Currently Own Brand accounted for 19% of the sales whereas national brands represented rest
of the sales
Charles wanted the sales of the private label (Own Brand) to increase by 11% in the next five
years (expected ratio, private: national brands- 30: 70)
The increase was targeted for all the product lines under Own Brand but Robs major focus was
on Own Brands bottled water under name Glacia
The USP of Glacia- imported spring water from Canada was not promoted enough, which if
done Rob believed will increase its market share significantly. Competitor of Glacia was Evian-
water imported from French. According to a research done by Rob, customers will be more
inclined to purchase Glacia if they come to know it is Canadian spring water
In the competitive grocery market, Wal- Mart was providing tough competition in terms of
pricing. It could provide very low prices because of its national as well as international supply
chain relationships. Wal-Mart had its own private label in Great Value products but its quality
was low as compared to Own Brands products. Great value compared to H-E-Bs Hill Country
Fare tier- 3 generic

Dilemma

Rob must decide if he should position Glacia to compete with Evian as both are imported spring
water or should continue positioning it against Ozarka, and add the Canadian feature to boost the
sales.

A third possibility is that Glacia can be repositioned (re labelled and re launched) as a domestic
spring water which is what Ozarka is.

Decisions need to be taken in terms of pricing, positioning, promotions and corporate strategy.

Analysis and Solution

Currently Evian had far out priced itself as compared to its competitors. Glacia as a product was
equally competitive as concluded by a double blinded test. Glacia pricing can be significantly
increased to relate to the prices of Evian. Also, this will give an opportunity to Own Brands to create
a Hill Country Fare product that can compete against Ozarka. However, Evian was a premium
national brand that bought in procurement revenue. If Glacia starts beating Evian in sales, Evian will
eventually withdraw its product from H-E-B and as a result the money for procurement revenue
derived from national brand will be lost.
National brands attract customers and many of the customers who come to purchase national
brands end up purchasing Own Brand. This was the motive behind keeping 30:70 ratio. Glacia can be
improved (Canadian feature) to effectively compete against Ozarka. This will significantly increase
the sales of the private label and they need not compete with national brands. Also, this will help
avoid the efforts of re- configuring pricing and moving Glacia closer to Evian.

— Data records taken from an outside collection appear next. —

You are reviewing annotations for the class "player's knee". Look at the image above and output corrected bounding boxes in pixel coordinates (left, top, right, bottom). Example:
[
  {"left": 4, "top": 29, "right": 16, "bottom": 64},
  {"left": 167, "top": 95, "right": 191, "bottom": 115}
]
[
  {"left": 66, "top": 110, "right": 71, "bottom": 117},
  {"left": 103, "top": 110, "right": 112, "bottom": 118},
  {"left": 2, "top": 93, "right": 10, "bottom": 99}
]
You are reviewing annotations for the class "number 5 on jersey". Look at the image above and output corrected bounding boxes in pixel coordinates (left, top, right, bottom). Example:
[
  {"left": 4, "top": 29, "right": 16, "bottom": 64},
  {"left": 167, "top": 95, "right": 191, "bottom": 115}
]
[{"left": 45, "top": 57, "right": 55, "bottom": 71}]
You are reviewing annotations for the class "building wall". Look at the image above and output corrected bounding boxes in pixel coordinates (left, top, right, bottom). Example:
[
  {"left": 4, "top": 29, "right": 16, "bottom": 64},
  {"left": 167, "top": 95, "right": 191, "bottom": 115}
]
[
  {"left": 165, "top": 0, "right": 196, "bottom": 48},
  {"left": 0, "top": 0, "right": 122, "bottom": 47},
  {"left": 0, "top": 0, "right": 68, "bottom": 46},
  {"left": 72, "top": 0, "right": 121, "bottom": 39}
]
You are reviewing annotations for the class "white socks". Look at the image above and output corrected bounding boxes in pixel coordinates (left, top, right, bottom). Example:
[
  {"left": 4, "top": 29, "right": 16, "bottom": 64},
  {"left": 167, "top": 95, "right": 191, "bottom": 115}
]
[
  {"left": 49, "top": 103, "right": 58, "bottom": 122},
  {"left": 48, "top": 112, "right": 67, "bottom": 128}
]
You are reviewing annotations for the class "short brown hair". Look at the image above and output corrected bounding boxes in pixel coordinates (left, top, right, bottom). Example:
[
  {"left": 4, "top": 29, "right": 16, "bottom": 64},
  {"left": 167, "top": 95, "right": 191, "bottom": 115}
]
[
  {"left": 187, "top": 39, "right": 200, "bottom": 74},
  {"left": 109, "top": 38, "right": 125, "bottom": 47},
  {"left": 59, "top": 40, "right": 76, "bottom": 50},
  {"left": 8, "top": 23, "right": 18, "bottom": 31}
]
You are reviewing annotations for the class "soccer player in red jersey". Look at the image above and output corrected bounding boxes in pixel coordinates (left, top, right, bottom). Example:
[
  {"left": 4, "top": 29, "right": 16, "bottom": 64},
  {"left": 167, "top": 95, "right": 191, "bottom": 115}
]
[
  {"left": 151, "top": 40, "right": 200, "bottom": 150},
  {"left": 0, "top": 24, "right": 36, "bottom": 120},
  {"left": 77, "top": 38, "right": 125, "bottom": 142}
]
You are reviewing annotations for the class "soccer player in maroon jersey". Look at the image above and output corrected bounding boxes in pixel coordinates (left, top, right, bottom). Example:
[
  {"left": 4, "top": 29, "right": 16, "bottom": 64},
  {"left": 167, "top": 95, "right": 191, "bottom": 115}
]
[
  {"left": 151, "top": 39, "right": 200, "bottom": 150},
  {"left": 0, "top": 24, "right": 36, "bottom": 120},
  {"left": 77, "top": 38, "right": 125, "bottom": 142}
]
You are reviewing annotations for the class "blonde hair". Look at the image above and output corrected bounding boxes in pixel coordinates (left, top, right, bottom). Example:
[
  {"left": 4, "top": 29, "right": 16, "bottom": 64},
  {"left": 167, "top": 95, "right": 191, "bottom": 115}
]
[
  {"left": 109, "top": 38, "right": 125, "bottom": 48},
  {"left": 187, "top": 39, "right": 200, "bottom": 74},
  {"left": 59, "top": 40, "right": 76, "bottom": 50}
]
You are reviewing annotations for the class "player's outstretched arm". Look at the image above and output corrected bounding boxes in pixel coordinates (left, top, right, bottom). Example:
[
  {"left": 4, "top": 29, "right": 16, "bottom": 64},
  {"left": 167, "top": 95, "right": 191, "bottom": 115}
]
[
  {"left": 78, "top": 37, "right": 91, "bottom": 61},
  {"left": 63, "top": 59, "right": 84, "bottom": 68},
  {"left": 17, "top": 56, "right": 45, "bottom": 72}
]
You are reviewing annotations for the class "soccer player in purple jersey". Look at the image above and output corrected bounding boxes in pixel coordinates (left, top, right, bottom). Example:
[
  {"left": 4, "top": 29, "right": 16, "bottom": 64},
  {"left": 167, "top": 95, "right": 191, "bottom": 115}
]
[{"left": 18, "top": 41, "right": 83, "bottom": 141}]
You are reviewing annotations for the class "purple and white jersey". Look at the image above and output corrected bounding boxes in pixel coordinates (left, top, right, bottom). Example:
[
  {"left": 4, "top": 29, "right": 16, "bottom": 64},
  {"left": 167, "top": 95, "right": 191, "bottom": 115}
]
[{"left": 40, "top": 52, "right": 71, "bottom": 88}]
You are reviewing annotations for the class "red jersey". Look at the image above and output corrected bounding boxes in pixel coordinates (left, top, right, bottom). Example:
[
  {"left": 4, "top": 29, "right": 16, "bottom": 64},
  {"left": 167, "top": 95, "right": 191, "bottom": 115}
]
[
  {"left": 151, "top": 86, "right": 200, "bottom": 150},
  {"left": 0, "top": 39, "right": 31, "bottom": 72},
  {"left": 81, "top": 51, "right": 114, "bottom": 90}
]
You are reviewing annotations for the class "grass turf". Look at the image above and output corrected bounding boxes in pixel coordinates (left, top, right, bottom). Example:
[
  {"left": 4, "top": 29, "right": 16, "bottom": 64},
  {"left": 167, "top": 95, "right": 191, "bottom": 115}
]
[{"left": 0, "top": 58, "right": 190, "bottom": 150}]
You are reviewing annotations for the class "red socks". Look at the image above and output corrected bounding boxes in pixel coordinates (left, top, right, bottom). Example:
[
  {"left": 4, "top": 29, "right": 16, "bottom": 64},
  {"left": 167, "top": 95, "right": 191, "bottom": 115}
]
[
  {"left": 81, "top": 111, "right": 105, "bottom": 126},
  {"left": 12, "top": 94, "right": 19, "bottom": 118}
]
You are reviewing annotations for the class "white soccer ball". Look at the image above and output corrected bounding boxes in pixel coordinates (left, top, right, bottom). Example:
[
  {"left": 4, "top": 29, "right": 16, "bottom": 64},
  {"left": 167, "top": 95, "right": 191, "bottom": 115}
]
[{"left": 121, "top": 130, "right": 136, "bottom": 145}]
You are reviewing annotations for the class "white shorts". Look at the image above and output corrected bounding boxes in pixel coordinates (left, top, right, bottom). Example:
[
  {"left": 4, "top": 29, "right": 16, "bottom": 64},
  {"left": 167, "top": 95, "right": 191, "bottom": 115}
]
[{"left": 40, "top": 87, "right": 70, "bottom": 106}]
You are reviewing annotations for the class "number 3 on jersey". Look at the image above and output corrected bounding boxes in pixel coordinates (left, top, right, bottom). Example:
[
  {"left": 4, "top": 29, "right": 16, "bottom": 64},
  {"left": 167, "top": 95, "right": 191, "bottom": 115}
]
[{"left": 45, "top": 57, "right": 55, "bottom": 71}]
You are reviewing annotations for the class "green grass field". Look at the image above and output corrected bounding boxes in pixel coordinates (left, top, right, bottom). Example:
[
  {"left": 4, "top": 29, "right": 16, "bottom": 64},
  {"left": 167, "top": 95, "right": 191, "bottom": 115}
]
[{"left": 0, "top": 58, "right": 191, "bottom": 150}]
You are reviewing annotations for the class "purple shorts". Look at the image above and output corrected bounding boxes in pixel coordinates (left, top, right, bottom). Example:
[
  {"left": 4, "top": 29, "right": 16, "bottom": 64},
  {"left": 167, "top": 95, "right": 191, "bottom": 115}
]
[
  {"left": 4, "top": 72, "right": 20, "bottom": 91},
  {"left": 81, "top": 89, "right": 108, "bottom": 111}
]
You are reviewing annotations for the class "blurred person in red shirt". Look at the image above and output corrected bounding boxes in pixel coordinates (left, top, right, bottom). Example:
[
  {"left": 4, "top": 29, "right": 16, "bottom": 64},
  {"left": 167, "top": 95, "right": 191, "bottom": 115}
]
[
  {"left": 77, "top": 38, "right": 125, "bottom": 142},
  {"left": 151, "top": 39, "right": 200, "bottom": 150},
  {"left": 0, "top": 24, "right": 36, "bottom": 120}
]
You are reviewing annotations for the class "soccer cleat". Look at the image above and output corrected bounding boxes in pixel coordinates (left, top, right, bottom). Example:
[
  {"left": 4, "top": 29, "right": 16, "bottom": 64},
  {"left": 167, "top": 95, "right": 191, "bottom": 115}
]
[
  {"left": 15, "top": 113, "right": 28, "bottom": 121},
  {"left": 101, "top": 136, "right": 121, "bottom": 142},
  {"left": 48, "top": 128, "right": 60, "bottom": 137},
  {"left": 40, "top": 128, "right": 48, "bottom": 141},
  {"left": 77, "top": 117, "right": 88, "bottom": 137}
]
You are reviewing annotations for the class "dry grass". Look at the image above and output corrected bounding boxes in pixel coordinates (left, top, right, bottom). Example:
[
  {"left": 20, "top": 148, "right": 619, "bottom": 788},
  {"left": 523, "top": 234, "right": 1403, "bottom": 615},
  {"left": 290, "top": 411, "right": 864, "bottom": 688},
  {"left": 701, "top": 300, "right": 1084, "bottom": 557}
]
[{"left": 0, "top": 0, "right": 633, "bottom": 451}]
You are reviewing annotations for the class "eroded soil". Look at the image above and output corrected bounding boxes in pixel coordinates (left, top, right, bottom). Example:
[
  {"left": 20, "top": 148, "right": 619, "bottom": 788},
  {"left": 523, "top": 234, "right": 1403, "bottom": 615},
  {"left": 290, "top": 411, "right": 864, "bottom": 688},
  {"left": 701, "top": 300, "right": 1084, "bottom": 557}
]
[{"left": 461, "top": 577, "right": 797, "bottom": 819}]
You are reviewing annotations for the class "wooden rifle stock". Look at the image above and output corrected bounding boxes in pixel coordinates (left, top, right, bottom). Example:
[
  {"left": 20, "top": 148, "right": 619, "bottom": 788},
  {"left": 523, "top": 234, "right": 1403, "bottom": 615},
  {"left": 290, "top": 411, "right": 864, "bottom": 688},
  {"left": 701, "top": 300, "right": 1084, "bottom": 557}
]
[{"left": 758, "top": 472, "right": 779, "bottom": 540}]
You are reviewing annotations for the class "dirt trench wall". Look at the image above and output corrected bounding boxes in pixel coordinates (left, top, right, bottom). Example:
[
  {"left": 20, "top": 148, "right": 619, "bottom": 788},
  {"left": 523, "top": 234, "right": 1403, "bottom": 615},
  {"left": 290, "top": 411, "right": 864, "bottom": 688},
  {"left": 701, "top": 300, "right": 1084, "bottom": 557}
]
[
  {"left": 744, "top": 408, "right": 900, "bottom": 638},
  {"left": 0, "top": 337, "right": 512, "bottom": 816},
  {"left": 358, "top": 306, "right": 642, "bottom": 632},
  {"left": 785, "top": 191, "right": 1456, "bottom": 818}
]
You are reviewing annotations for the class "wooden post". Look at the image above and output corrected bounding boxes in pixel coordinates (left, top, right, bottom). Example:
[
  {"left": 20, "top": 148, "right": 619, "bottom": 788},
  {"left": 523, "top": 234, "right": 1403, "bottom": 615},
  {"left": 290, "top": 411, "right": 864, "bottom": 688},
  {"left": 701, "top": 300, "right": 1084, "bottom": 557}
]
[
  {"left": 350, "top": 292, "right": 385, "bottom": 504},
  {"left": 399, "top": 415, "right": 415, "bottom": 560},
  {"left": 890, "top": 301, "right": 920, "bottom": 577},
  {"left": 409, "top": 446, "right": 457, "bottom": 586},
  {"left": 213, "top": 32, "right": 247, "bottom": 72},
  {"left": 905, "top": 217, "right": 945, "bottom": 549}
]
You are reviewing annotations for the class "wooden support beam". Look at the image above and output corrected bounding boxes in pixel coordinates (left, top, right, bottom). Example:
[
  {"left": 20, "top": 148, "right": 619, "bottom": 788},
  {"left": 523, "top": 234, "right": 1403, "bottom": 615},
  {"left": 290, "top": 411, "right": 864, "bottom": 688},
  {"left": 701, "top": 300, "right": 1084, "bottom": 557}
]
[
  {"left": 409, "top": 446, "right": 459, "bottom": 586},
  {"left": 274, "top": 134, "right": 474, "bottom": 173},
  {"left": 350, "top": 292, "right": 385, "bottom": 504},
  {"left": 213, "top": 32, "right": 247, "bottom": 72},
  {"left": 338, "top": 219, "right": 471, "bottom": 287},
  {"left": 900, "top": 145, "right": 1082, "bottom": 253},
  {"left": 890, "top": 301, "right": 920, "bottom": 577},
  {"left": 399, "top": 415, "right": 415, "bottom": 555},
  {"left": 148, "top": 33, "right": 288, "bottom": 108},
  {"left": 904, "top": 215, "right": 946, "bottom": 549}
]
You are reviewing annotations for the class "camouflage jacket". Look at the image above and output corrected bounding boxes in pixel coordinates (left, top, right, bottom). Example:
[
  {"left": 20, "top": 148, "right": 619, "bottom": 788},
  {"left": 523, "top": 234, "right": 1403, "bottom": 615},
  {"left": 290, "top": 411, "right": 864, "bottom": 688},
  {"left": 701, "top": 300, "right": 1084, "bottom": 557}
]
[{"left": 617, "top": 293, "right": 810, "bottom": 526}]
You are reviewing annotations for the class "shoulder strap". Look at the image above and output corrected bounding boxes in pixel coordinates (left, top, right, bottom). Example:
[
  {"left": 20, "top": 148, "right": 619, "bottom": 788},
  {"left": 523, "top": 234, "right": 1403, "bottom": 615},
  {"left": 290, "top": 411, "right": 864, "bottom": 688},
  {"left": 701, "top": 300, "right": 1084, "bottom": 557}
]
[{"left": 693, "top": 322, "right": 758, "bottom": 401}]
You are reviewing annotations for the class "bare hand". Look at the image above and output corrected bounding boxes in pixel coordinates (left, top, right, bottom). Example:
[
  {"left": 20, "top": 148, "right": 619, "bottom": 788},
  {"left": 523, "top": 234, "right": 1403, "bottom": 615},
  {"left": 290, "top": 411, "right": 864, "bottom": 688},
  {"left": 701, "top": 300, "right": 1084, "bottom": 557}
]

There is no point of wasting money on re labelling, promoting and re launching Glacia as a domestic
spring water as it is already a direct competitor of Ozarka. The only point of difference for Glacia was
its source- Canadian spring water which it should leverage.

Solution: Glacia should be re launched as a generic competitor of Evian. The product need not be
changed, only the labelling. Evian needs competition and Glacia can increase price and profit
significantly. Also, a Hill Country Fare product- purified water should be created and placed just
below Ozarka.

There is a probability that this would lead to cannibalization of Evian as Evian customers have shown
preference for Canadian water. This might result in loss of procurement revenue. But the profits
from this strategy would overcompensate the loss as implied by the exhibits.